# Cutting the grass



## paracordist

Since there is a thread about every thing I thought that I would start one on lawn mowing.so post whatever you'd like,like how many acres do you have to mow,do you use a push or riding lawn mower,when's your favorite day to mow,or you don't mow at all,whatever you'd like.


----------



## havasu

I've had a gardener for years at my house. My "el cheepo" neighbor came over awhile ago to borrow my unused gas mower, since his broke on him and I was no longer using it. You won't believe this but he came over a month later to tell me that he broke the throttle cable on MY mower, and asked me for $12.00 so he could buy himself a new throttle cable!


----------



## Vin

I used to have about an acre of land to take care of. I used a riding mower for the main section, and a push mower for the smaller parts the tractor couldn't reach.

I also edged the ENTIRE perimeter, which weekly took over 2 hours. The whole process was about 4 hours of my life every week. The entire yard was covered with baseball style sprinklers, so it was grass not a field per se. 

I thought I hated it, and realized after moving into an apartment I miss it very much.

I guess the "grass" isn't always greener.


----------



## paracordist

I have about 14 acres to mow and weed eat,I do it once a week,I have a riding lawn mower and a gas weed eater.it's very difficult because my yard consist of hills and very angry hornets,and humidity that slows down the lawn mower.


----------



## J-Will

havasu said:


> I've had a gardener for years at my house. My "el cheepo" neighbor came over awhile ago to borrow my unused gas mower, since his broke on him and I was no longer using it. You won't believe this but he came over a month later to tell me that he broke the throttle cable on MY mower, and asked me for $12.00 so he could buy himself a new throttle cable!


You're kidding me.. I would have told him to bring back my mower, and GTFO. 



Vin said:


> I thought I hated it, and realized after moving into an apartment I miss it very much.
> 
> I guess the "grass" isn't always greener.

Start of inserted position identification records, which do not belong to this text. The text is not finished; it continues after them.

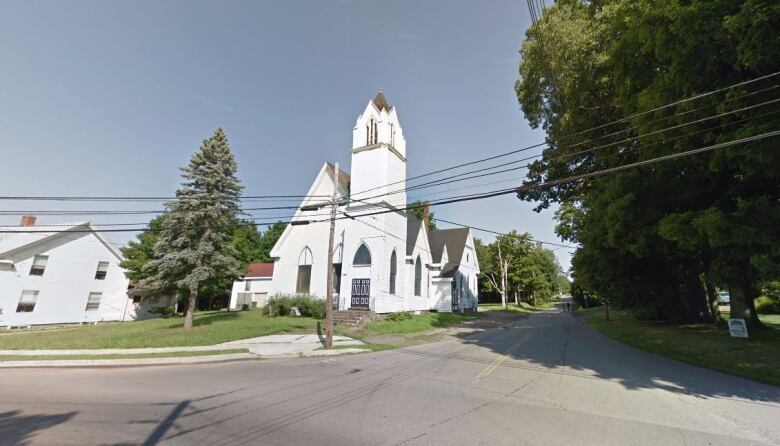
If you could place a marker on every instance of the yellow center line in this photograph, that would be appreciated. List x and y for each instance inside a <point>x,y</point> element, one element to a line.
<point>494,365</point>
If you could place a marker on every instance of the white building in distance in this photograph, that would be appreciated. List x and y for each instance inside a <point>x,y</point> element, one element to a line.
<point>59,274</point>
<point>385,259</point>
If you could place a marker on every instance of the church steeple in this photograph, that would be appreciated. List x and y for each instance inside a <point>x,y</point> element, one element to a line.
<point>379,152</point>
<point>380,102</point>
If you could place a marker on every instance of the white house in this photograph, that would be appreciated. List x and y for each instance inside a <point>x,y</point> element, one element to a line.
<point>384,262</point>
<point>59,274</point>
<point>253,288</point>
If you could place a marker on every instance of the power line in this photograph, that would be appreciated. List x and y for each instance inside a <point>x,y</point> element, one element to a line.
<point>454,178</point>
<point>491,194</point>
<point>514,151</point>
<point>506,234</point>
<point>259,197</point>
<point>517,189</point>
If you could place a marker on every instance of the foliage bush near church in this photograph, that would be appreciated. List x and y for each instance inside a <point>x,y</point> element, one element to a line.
<point>281,305</point>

 Exactly my case. Owned a home up until 3 weeks ago. I used to complain about mowing every week, but secretly loved it. I especially loved the insanely hot days where you can barely breathe. Made me feel alive/dead lol. We are now in an apartment.... Not happy...


----------



## havasu

Right after the mower incident, his wife borrowed my seed spreader. A month later I saw it in the trash can, all broken up. His wife came over asking if I had a spreader she could borrow, because the cheap one she had broke and she threw it away. I calmly apologized for buying a cheap model, and she looked at me with a stupid look. I then reminded her that the spreader was mine. She replied that she would replace it but I could borrow it whenever I wanted. Really dumb neighbors I have! 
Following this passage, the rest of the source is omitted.